Search & Retrieval

What is a Reranker?

A reranker is a model that takes a query and a set of candidate results from an initial retrieval step, and re-scores them for relevance. Unlike embedding models that encode query and documents independently, rerankers compare them jointly, producing more accurate relevance scores at the cost of higher latency.

Why does reranking matter?

First-stage retrieval (semantic or keyword search) is optimised for speed and scale. It retrieves the top-k results from millions of documents in milliseconds. But speed comes at a cost: embedding-based retrieval encodes the query and documents separately, so it can miss subtle relevance signals.

A reranker fixes this. It sees the query and each candidate document together, allowing it to reason about their relationship directly. This two-stage approach (retrieve broadly, then rerank precisely) is the standard pattern in production search and RAG systems.

How does a reranker work?

Rerankers are typically cross-encoder models. Given a (query, document) pair, the model outputs a single relevance score:

Retrieve: use a fast vector search to get top-100 candidates
Rerank: pass each (query, candidate) pair through the cross-encoder
Return: serve the top-k reranked results

from sie_sdk import SIEClient
from sie_sdk.types import Item

client = SIEClient("http://localhost:8080")

# First-stage: fast embedding retrieval
candidates = vector_db.search(query_vector, top_k=100)
candidate_texts = [c.text for c in candidates]

# Second-stage: rerank for precision
score_result = client.score(
    "BAAI/bge-reranker-v2-m3",
    Item(text="indemnification clause"),
    [Item(id=str(i), text=t) for i, t in enumerate(candidate_texts)],
)
id_to_candidate = {str(i): c for i, c in enumerate(candidates)}
results = [id_to_candidate[e["item_id"]] for e in score_result["scores"][:10]]

When should you use a reranker?

A reranker is worth adding when:

Precision matters more than raw speed: e.g. legal search, medical RAG, customer support
Your retrieval recall is good but top results are noisy: reranking cleans up the final ordering
You’re building a RAG pipeline: the documents fed to an LLM must be highly relevant; irrelevant context degrades answer quality
Query complexity is high: long, nuanced queries benefit most from joint query-document scoring

You generally don’t need a reranker for simple lookup tasks or when latency budgets are very tight.

Reranker vs embedding model: key differences

	Embedding model	Reranker
Architecture	Bi-encoder	Cross-encoder
Encodes	Query and docs independently	Query + doc jointly
Speed	Fast (pre-compute doc vectors)	Slower (runtime per pair)
Accuracy	Good	Higher
Use in pipeline	First-stage retrieval	Second-stage reranking

Which reranker models does SIE support?

SIE supports leading open-source rerankers including:

BGE-Reranker-v2-M3: multilingual, strong general-purpose performance
BGE-Reranker-v2-gemma: higher accuracy for complex queries
Jina Reranker v2: lightweight, fast

All models run in your own AWS or GCP environment, with no data sent to external APIs.
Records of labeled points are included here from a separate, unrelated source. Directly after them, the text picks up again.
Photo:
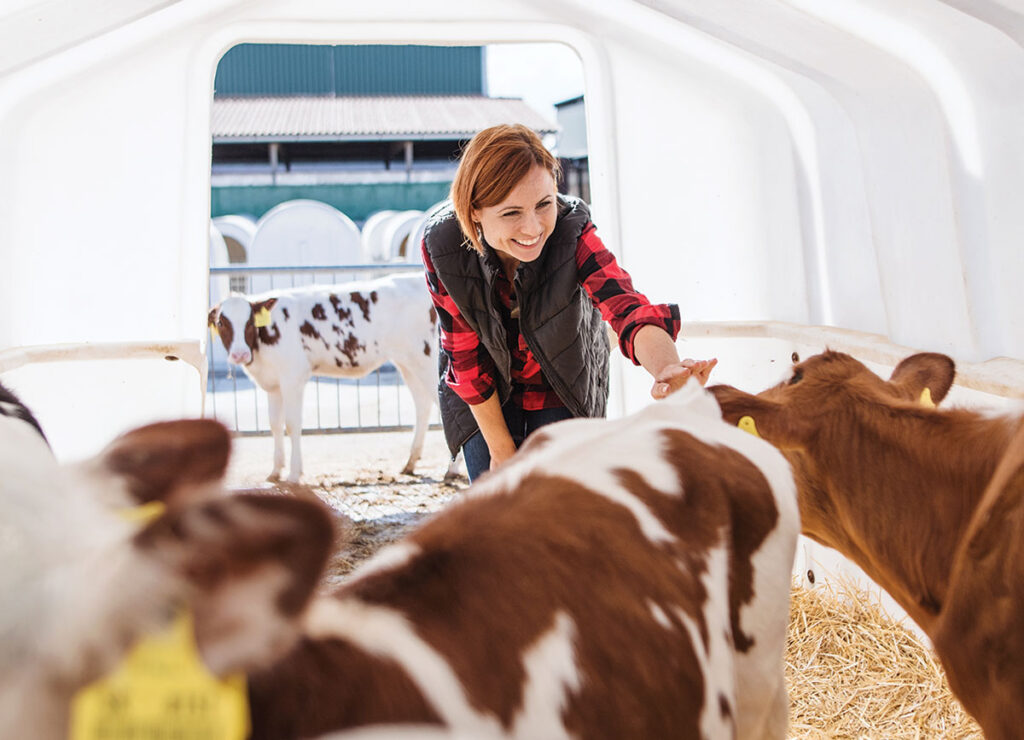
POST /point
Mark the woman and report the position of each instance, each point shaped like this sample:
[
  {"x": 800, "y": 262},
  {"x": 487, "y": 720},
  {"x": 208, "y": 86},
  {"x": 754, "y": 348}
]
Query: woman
[{"x": 521, "y": 283}]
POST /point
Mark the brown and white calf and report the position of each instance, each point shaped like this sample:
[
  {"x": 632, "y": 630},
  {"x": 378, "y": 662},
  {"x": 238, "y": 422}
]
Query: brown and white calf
[
  {"x": 623, "y": 578},
  {"x": 80, "y": 584},
  {"x": 284, "y": 338},
  {"x": 928, "y": 502}
]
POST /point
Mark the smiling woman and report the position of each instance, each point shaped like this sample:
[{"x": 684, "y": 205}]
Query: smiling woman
[{"x": 522, "y": 339}]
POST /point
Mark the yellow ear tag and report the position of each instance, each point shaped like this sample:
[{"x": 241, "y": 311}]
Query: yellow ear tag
[
  {"x": 162, "y": 690},
  {"x": 144, "y": 513},
  {"x": 926, "y": 398},
  {"x": 748, "y": 425}
]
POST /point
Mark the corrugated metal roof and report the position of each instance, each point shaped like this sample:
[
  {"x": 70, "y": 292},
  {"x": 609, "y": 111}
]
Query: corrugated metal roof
[{"x": 411, "y": 117}]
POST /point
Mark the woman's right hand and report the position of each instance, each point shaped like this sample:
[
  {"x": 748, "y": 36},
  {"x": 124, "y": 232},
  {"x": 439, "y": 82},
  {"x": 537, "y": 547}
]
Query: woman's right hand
[{"x": 501, "y": 452}]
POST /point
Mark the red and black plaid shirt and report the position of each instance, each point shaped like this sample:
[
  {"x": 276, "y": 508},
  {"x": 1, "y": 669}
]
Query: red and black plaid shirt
[{"x": 471, "y": 374}]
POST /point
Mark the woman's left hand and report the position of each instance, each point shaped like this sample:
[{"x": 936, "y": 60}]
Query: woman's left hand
[{"x": 674, "y": 377}]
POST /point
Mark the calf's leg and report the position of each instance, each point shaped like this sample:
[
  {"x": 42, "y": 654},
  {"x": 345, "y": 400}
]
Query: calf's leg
[{"x": 275, "y": 403}]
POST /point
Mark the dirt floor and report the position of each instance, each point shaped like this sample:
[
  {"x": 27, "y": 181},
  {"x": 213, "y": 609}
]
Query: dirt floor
[{"x": 358, "y": 476}]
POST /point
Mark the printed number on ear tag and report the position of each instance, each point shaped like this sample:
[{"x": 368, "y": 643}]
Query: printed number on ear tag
[
  {"x": 162, "y": 690},
  {"x": 926, "y": 398},
  {"x": 748, "y": 425}
]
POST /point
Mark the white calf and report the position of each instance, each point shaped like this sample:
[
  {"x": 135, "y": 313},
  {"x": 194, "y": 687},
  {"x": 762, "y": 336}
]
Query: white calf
[
  {"x": 283, "y": 338},
  {"x": 616, "y": 579}
]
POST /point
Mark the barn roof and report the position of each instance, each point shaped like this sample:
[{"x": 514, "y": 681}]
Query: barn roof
[{"x": 367, "y": 118}]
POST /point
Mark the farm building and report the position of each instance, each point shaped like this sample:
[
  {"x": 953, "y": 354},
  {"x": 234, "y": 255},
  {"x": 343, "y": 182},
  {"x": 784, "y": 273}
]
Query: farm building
[
  {"x": 795, "y": 175},
  {"x": 363, "y": 128}
]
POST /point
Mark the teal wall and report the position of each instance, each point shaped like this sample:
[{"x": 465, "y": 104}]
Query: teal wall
[
  {"x": 355, "y": 201},
  {"x": 350, "y": 70}
]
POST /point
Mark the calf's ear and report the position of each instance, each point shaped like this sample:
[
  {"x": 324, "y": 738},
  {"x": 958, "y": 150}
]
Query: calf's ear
[
  {"x": 169, "y": 462},
  {"x": 251, "y": 564},
  {"x": 766, "y": 419},
  {"x": 924, "y": 376}
]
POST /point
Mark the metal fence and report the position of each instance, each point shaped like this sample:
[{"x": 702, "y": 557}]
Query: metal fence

You can hot-swap models without downtime.

Frequently asked questions

Does using a reranker significantly increase latency? Reranking 100 candidates typically adds 50-200ms depending on model size and hardware. For most search and RAG applications this is acceptable given the accuracy gains. SIE’s GPU batching minimises this overhead.

Can I use a reranker without a vector database? Yes. You can rerank any list of documents, including keyword search results from Elasticsearch or BM25.

Do I need to fine-tune a reranker for my domain? Out-of-the-box rerankers perform well for general queries. For specialised domains (legal, medical, code), fine-tuned or LoRA-adapted rerankers improve significantly. SIE supports LoRA hot-loading for this purpose.